Overall, we observed that the PER for the 1000 word file transmission was close to 15% at its maximum and about 10% on average. To understand if this is a model error or a hardware error, analysis has to be performed packet by packet. In doing so, to check for hardware error, the transmission was checked for the time difference between consecutive captured frames. This is where the problem actually lay. For example, in one particular transmission, there were actually eight frames where the difference between it and the previous frame was well above 16.666 milliseconds, i.e., below 30 Hz. These eight locations had the following time difference between themselves and the previous frame: 697.68, 1079.739, 33.224, 249.171, 33.223, 1046.517, 531.565 and 647.844 in milliseconds. As it can be observed, some of these values correspond to whole seconds between frame captures, which has the effect of distorting the received data by shifting the data bits and losing whole chunks of data. This is why the received text is actually less than the actual text. The way to correlate these time difference errors back to the location in the message is by correlating the frame number of where the time difference error occurred relative to the chunk that it occurred in. Basically, the following procedure is performed: find the first time difference error-index and then multiply the index of the error by four for the number of LEDs, then divide by 72 for the number bits in each packet and then multiple by 6, which represents the number of bytes in each packet. The returning value should be equal, or close, to the number of characters that are transmitted correctly before the sequence of garbage text begins. In the current case, the previous calculation yields 520 characters correctly transmitted considering the index of the first error is 1559th frame. This is about the same as in the demodulated text. Once the frame capture error occurs, the rest of the transmission is out of sync, which is why the demodulation returns garbage characters. What this proves is that the major issue with this system is the hardware issue, specifically the camera not capturing at a regular interval.
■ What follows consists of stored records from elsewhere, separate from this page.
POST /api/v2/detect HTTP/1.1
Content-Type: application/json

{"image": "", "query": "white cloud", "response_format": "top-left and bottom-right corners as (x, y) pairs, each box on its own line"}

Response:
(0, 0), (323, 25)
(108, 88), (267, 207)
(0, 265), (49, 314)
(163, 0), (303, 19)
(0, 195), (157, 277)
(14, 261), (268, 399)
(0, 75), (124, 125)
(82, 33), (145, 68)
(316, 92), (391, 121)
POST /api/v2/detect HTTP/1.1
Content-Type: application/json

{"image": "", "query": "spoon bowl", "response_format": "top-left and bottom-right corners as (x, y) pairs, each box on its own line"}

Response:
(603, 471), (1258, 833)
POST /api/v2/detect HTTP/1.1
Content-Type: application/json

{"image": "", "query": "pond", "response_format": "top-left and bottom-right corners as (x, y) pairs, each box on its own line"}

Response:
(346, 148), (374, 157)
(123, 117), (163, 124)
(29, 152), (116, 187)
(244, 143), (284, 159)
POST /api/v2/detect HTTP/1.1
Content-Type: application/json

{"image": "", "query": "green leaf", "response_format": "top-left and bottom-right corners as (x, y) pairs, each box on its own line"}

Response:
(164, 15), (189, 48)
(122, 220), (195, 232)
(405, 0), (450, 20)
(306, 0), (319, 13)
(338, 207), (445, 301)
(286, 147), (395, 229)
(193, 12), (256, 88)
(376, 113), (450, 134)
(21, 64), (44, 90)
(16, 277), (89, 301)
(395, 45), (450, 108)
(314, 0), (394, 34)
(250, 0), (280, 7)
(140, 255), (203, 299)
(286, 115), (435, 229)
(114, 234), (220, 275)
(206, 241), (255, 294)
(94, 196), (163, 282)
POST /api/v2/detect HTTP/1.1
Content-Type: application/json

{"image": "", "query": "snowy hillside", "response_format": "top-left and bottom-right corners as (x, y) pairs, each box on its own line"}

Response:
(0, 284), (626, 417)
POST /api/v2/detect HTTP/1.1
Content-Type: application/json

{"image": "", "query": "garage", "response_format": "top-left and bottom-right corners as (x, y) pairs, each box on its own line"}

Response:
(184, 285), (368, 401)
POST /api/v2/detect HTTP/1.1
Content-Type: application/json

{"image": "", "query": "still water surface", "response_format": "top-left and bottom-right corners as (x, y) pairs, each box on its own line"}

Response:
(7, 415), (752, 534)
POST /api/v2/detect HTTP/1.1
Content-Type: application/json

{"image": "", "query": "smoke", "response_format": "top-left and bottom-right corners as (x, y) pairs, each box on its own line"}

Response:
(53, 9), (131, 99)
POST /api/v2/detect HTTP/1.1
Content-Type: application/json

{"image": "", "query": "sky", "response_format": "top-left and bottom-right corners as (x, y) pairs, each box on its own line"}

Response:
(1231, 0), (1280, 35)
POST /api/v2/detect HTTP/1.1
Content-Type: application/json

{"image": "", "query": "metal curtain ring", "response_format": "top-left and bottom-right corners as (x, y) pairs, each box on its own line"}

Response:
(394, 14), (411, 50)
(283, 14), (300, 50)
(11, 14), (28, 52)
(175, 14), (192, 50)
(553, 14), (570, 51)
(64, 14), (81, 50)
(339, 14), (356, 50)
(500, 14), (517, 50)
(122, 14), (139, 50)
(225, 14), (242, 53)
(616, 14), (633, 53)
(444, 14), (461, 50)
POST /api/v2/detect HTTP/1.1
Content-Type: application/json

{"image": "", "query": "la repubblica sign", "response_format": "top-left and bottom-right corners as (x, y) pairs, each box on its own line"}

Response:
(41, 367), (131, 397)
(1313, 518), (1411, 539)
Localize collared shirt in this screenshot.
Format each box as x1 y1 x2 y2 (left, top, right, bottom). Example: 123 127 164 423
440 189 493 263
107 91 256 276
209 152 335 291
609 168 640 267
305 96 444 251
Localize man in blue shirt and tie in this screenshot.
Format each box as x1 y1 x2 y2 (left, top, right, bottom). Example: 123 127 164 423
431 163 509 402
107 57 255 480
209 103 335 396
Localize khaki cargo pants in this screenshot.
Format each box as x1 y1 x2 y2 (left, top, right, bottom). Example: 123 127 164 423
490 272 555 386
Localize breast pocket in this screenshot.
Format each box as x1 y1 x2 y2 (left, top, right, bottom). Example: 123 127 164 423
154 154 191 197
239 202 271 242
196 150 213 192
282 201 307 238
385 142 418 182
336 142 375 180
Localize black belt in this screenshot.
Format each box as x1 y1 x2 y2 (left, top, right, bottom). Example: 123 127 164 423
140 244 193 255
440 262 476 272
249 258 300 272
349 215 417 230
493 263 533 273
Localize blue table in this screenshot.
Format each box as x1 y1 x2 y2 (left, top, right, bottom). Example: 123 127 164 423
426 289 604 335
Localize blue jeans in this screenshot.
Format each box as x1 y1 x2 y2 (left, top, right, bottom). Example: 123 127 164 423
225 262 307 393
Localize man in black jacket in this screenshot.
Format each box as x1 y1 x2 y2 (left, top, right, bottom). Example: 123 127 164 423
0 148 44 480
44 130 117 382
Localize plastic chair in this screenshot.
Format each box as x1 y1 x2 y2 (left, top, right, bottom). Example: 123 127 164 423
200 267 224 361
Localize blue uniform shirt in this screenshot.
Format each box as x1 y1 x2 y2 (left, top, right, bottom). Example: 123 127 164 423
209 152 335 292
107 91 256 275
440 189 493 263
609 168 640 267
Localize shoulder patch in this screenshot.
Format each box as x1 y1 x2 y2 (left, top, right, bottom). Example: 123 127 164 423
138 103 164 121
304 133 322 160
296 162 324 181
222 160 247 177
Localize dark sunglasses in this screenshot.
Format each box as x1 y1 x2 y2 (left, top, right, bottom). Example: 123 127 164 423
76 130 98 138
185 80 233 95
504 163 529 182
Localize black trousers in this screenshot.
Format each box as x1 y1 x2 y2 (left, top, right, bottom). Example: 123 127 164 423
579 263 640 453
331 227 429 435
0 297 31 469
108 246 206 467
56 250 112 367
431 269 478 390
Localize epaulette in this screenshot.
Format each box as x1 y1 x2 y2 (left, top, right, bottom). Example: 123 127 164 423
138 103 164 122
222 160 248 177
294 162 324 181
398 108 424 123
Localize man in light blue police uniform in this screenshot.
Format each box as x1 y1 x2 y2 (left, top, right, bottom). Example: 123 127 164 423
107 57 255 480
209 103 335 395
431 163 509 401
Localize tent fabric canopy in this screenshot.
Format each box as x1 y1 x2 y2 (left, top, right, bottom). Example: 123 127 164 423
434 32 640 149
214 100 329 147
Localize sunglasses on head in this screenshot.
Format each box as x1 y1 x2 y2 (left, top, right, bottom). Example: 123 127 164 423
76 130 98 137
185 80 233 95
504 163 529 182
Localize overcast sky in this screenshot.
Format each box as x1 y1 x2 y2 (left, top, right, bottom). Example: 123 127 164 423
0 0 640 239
To confirm that the issue is truly a hardware issue and not a model issue, the transmission of the 1000 word file was broken into chunks of 100 characters, and then one video at a time was transmitted at about 100 characters each. This produced 50 videos each transmitting about 100 characters. Presented here is just the result of the videos captured at a distance of 1 m. When the data to transfer is small, the average PER reduced to 1% and lower. However, there were a few cases where the PER was higher (5% at maximum) in comparison to the rest of the transmission. To understand if these are a model issue or a hardware issue, the consecutive frame time difference should be checked. In doing, it is discovered that there are camera issues present for some of the chunks and not all. For instance, in the case of Trial 1, chunks 1 and 12 had camera issues near the end, which is why both had one packet error each. However, the other chunks did not have camera issues, which means that these were probably caused by model misclassifying.
The same trend in both the 1000 word single transmission and 1000 word multi-transmission can be observed in the rest of the distances from 2 m to 7 m. However, as distance increases, the model misclassifications increase. However, by comparing the one large transmission versus the 50 multi transmissions, it is clear that the model error is secondary to the hardware issue.